そもそも、ネクタイは首が締まってあまり好きじゃない。シャツの第一ボタンだって同じだ。俺はいつも第二ボタンも空いている。それをハロルドによく指摘される。――俺からしてみれば、よくあんなに着込んで苦しくならないな、と思うけど。
そう思うとき、俺は二人とは感性が違うと感じる。まあ、ただ単にアイツらが馬鹿まじめなだけだけど。
「ハロルドのことだ」
「あ~あの件?別にマティアス様のオキニに任せればいいんじゃないです?」
別に俺に頼まなくとも、詳しい命令なしに動く超有能な駒があるじゃん。
「アインは色恋はあまり好かんからな。――俺は当然除くが」
「へぇ~よく部下のことをお知りで」
物凄いどや顔だ。まあ、色恋が嫌いだというイメージはなかった。だって彼、マティアス様のこと好きでしょ?よく婚約者公認でイチャついてるし。

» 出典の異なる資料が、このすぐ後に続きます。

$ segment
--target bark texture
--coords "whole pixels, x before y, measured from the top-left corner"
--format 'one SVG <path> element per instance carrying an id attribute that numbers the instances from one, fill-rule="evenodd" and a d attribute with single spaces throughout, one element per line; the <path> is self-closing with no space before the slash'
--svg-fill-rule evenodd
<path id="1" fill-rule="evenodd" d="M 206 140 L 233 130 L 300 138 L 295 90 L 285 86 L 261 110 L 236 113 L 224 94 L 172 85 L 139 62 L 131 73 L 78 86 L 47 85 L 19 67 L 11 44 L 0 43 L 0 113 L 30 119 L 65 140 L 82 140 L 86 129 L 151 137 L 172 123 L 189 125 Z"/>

幼馴染なら、みんな知っている。今は、そういうのはあまり見なくなったが、人目を忍んでイチャついてるでしょ。
「でもいいの?好きぴ、他の男と結構距離近いですけど」
「俺から離れたいなら、そうすればいい。だが、無理だろうがな」
「そーすね」
「なに、心配しているのか?安心しろ、あいつは俺のものだ。そう、昔から決まっている」
「そうして足元掬われないでくださいね?」
マティアス様の不敵は笑みは、王の貫禄がある。次期生徒会長とも言われているくらいだし、この学園の次の王座は彼だろう。――そう、彼の貫禄に騙される生徒も多い。

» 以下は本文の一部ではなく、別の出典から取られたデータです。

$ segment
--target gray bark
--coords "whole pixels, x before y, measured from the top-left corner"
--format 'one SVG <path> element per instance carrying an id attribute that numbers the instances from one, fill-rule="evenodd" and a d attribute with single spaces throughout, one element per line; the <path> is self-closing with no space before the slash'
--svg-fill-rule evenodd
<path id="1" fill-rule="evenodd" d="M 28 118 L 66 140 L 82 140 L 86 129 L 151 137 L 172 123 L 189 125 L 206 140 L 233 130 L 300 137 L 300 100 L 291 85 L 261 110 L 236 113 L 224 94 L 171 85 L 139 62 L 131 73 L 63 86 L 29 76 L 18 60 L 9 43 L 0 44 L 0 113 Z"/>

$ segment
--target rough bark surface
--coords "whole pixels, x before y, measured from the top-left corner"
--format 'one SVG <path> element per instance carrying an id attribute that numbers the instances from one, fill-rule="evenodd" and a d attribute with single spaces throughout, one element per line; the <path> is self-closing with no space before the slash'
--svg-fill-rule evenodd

茶化して見せるが、その絶対の自信は崩れない。俺だって、昔に本人から直接話を聞かなければ、鼻で笑い飛ばしていただろう。
「まさか、この俺が誰かに負けるとでも?」
「色恋が嫌いなんでしょ、彼。なら、案外遊んでるクズな女とかに騙されるかもしれませんよ?」
「そうなる前に手を回す。あいつの選択肢は、俺以外にはいない」
「ご愁傷様。どーして、こんな独占欲強いやつに目を付けられるんだろうね?一体前世で何したんだか」
くすくすと笑う声が、静かな庭園に不気味に響く。それでも、マティアス様の笑みは、いつまでも崩れない自信を象徴していた。
「与太話は後だ。――お前の伝で、いいやつはいないのか?」
「そりゃもちろん、百戦錬磨の色男の知り合いがいますよ。ハロルドも黙っていれば完璧な美形なんでね、あの女理想が高くて困る困る」
ハロルドがもうちょっと醜男なら、ハードルが低くて助かったんだけど。
おかげで現役ホストを呼ぶ羽目になった。まあつっけんどんでそっけないハロルドよりも、自分をおだててあげてくれる男の方がいいだろう。多少顔が劣ってても問題はない。
「なら、ハロルドにカフェでも連れて行かせて、”特別な出会い”を演出するか」
「あーそれならあの女もホイホイついていきそうですね~」
「だろう?そこで浮気させて、ぜひその現場をハロルドに見て貰おう」
「これ幸いと婚約破棄しそ~」
「そうでなくては困る」
静まり返った空の下、俺たちは悪い笑みを浮かべながら、ハロルド救出作戦を実行することにした。
◆◆◆◆◆◆◆◆◆◆◆◆◆◆◆◆◆◆◆◆
Side Lars
「さて、何か言いたいことはないかな、ラース君」
「ねェよ、そンなモン」
「ふーん、そうかい」
いつもの笑みに見えるが、全く目が笑ってない。たったそれだけで、こんなにも冷たい笑みになる。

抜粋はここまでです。